Marie's heart leaped for an instant. Was the smile at her? She felt her heart throb inside her the rest of the performance.

The wind players and violinists had used music when they performed, but none of the pianists. Alex was going to prove himself equal to the pianists by being the only other contestant of the night to memorize a full 20 minutes of music.

The performance was beyond anyone's expectations.

If Alex showed brilliance when in an orchestral setting, he showed transcendence as a soloist. It was as if he was singing with his cello, a furiously saddened look on his face. How interesting that such an introspective man in real life could open up so tremendously just to the power of music! It was as if he became another person. And yet, he wasn't. He was always Alex. The music was already wonderful. The man was more so.

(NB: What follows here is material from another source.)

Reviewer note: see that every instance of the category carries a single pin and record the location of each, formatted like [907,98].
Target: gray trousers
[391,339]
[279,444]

Marie put her face in her hands, but continued to watch through her fingers. It was torture to be there, and yet the most pleasurable performance she ever experienced.

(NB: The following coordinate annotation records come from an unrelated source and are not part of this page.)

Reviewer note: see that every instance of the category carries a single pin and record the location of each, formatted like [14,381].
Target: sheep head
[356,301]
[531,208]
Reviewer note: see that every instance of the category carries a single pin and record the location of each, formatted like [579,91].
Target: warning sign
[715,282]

When it was over, Tanya couldn't help noticing Marie on the brink of tears, and that she couldn't clap.

"You alright, Marie?" she said soothingly, not trying to upset her.

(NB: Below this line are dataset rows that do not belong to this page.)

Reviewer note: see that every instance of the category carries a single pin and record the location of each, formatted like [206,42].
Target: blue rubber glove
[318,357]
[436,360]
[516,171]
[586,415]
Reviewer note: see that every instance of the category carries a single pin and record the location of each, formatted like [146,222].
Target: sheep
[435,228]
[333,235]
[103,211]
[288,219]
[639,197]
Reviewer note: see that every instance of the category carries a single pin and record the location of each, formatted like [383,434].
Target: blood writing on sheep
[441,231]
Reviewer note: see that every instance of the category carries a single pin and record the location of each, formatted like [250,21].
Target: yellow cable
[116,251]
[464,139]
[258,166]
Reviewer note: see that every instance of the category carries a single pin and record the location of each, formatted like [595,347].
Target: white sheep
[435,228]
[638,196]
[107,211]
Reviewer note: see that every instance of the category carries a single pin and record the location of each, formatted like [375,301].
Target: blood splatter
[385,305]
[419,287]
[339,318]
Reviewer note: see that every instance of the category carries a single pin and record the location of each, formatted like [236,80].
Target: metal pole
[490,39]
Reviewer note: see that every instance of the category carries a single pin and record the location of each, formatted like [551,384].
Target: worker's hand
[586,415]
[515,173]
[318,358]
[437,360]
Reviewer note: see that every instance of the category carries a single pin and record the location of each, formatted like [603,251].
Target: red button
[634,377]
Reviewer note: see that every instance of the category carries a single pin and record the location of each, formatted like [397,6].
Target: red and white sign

"I'm ok," Marie muttered. "Sorry."

"No, it's ok," Tanya put her arm around her. "Perhaps we do have something in common after all..." she thought to herself sadly.

When the clapping was over, there began a long wait for the results. People knew it would be close, but it took much longer than it did in later years.

Tanya and Marie joined the other students and began discussing what the odds were for the winners.

"The Rachmaninoff better win," one was saying, "No one can be Jake's technique, it's unstoppable."

"Don't we hear the 2nd piano concerto enough already?" another whined. "We ought to hear something new, something exciting!"

"It Rachmaninoff wins, I'm gonna barf," said another, to many laughs of the group.

"But wasn't Alex's performance stunning? He memorized that whole thing!" another exclaimed.

"I agree!" Tanya joined in. "I think he put the most effort into his performance above everyone. He deserves the 1st, no one else," a few nodded their heads.

Only Ernest was there to represent to grad conductors for the evening. He put in his thoughts too.

"Yes, I think Alex had a winning chance. The last person always gets that advantage of being clearest in the judge's mind. I wonder who had a say in it," he gave a clever glance at Marie.

"Oh I had no part in that, you can say that for sure! The department gave me the program order, I made nothing of it!" suddenly Marie exclaimed. Everyone was surprised at such an outburst.

"You seem to get involved in everything around here, Marie, just like a student. Maybe you should apply," he responded. Everyone laughed.

"Oh gosh, I would if I could, but my performance days are over. I like my job," Marie said shyly.

"And she does a great job," Tanya smiled put her hand around Marie again. Tanya shot a glance over at Ernest, who looked slightly embarrassed at what he just said. She suddenly found herself frowning at him though, and looked away.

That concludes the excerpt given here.